Aun así hay que decir que el dibujo de Tezuka es engañoso. Cualquiera que haya leído Astroboy, o llegó a ver la tan famosa serie de animación La princesa caballero, recordará aquellas caritas redondeadas que mostraban ojazos similares a los de un cachorro de gatito. ¡Coño, si hasta Hitler parecía buena persona en su obra Adolf! Asimismo, los cuerpos tampoco gozaban de demasiados ángulos y las curvas se llevaban la palma en la fisonomía del cuerpo humano, animal o ser de procedencia infernal. No, no tenían esos rostros angulosos, esos músculos tonificados o esas figuras esbeltas a los que ahora el manga nos tiene más acostumbrados. Así pues, y como he dicho, esto puede llevar al engaño de que vamos a encontrarnos en Dororo una historia infantil. Craso error. Pues un Hyakkimaru de rostro redondito y de músculos esféricos desenvaina su katana cada dos por tres para arrebatar vidas a diestro y siniestro. Un giro de muñeca por aquí, y una cabeza menos. Una estocada, y otra vida que se esfuma. Dororo, aunque risueño, no escatima en argucias para robar lo que sea. Y los villanos, que no escasean, son también de postín: seres sin alma capaces de matar niños, yokais (extraídos la mayoría de la tan rica mitología nipona) que despedazan seres humanos y señores de la guerra que son capaces de esclavizar a su propio pueblo con tal de ganar una batalla. La sangre fluye en las viñetas cuando la violencia se sucede.

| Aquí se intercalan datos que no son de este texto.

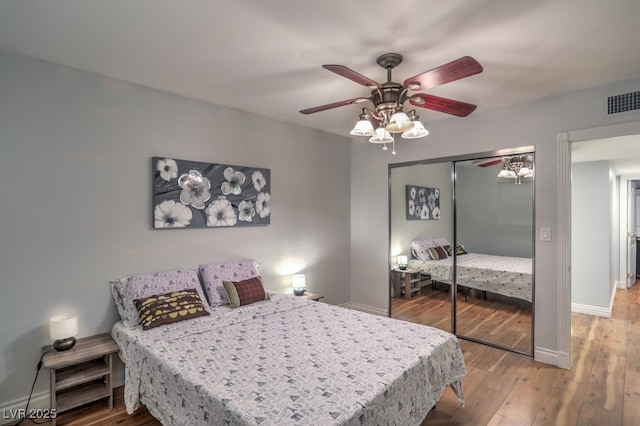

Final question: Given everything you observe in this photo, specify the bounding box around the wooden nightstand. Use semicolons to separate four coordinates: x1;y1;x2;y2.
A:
393;268;422;299
298;292;324;301
42;333;118;426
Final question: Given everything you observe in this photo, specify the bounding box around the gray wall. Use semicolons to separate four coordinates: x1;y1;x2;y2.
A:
351;70;640;354
0;50;352;406
456;163;533;257
391;162;453;263
571;161;617;309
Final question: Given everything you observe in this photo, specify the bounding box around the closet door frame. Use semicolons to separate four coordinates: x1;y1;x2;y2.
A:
387;146;536;357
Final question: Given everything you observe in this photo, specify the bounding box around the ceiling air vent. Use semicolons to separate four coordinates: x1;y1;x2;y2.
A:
607;92;640;114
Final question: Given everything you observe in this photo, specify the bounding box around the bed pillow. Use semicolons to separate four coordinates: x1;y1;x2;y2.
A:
134;288;209;330
443;244;469;256
411;240;431;260
411;237;449;260
200;260;260;307
112;268;209;326
222;277;269;308
427;246;447;260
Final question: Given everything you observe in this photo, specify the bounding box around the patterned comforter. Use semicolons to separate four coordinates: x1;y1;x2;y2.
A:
112;295;466;426
408;253;533;302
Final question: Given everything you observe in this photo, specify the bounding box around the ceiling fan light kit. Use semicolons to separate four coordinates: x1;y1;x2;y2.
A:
473;154;534;185
300;53;483;154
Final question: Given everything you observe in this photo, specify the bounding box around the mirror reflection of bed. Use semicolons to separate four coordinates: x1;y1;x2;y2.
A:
390;150;534;355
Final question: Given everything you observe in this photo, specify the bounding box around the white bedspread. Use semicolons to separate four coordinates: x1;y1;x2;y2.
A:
408;253;533;302
112;295;466;426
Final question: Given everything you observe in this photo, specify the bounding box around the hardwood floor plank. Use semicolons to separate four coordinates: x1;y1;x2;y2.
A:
584;352;626;414
533;381;587;426
623;370;640;426
497;364;558;425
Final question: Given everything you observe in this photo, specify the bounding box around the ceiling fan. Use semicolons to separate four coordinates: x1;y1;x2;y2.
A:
300;53;483;143
472;154;533;184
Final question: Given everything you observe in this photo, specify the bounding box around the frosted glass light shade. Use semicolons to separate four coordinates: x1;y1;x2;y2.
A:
291;274;307;296
386;112;413;133
518;166;531;177
49;314;78;340
402;121;429;139
369;127;393;143
349;120;376;136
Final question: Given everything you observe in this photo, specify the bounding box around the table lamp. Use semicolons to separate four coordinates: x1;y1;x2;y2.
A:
291;274;307;296
398;255;407;270
49;314;78;351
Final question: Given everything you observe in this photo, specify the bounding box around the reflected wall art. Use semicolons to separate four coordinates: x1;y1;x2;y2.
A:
406;185;440;220
152;157;271;229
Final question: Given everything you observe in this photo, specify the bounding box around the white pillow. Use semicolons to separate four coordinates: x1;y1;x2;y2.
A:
110;268;209;326
411;237;450;260
200;260;260;307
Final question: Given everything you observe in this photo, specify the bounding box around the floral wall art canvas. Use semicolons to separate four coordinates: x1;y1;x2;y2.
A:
152;157;271;229
406;185;440;220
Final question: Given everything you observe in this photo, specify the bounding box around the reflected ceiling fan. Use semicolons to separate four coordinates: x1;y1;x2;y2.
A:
472;154;533;184
300;53;483;154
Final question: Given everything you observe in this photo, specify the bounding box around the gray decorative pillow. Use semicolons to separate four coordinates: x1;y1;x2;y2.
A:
112;268;209;326
200;260;260;307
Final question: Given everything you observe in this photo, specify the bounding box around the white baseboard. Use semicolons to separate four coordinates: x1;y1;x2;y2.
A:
0;365;124;425
571;303;611;318
533;347;571;369
340;303;389;317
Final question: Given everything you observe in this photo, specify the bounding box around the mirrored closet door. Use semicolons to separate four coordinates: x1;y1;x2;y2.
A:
390;161;453;332
454;153;534;354
389;147;535;355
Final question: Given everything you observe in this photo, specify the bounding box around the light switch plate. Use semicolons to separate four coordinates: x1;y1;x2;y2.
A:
540;228;551;241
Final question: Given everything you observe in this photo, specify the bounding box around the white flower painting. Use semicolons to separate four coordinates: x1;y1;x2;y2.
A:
406;185;440;220
152;157;271;229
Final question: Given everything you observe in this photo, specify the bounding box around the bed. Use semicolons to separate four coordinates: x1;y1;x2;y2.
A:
408;239;533;302
112;260;466;425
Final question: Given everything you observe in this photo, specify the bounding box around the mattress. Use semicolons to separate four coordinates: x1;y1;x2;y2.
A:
408;253;533;302
112;295;466;425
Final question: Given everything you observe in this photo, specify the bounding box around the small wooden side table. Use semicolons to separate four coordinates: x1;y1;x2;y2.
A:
393;268;422;299
42;333;118;426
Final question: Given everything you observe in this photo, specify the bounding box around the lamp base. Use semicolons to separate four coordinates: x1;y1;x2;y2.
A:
53;337;76;352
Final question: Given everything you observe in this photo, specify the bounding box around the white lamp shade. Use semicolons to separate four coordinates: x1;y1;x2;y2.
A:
518;166;531;177
349;120;376;136
291;274;307;289
402;121;429;139
369;127;393;143
386;112;413;133
49;314;78;340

Pero Dororo no es una historia plana, no es únicamente un relato sobre violencia. Y es que por ella transitan personajes que deben cargar con el peso de grandes secretos, historias de terror (como la del pequeño Hyakkimaru) que pondrían los pelos de punta a Junji Ito o, como dice el propio Dororo, a Shigeru Mizuki o incluso tramas dignas de las mejores tragedias griegas. En Dororo encontraremos todas esas miserias que el alma humana es capaz de engendrar al igual que todos esos sentimientos benignos que también la forman. Como el amor o la amistad. La redención y el perdón. Arrepentimiento. Compasión. Todo ello a lo largo de más de 800 páginas en las que Osamu Tezuka nos lanza a una aventura realmente memorable en la que además tiene guardada alguna que otra sorpresa. Como algún que otro cameo (incluido el suyo propio) o Dororo hablándole al lector. Sí, Dororo es una leyenda épica, plasmada en papel y transformada en un excelente y divertido manga, que merece ser leída cientos de veces y recomendada otras tantas.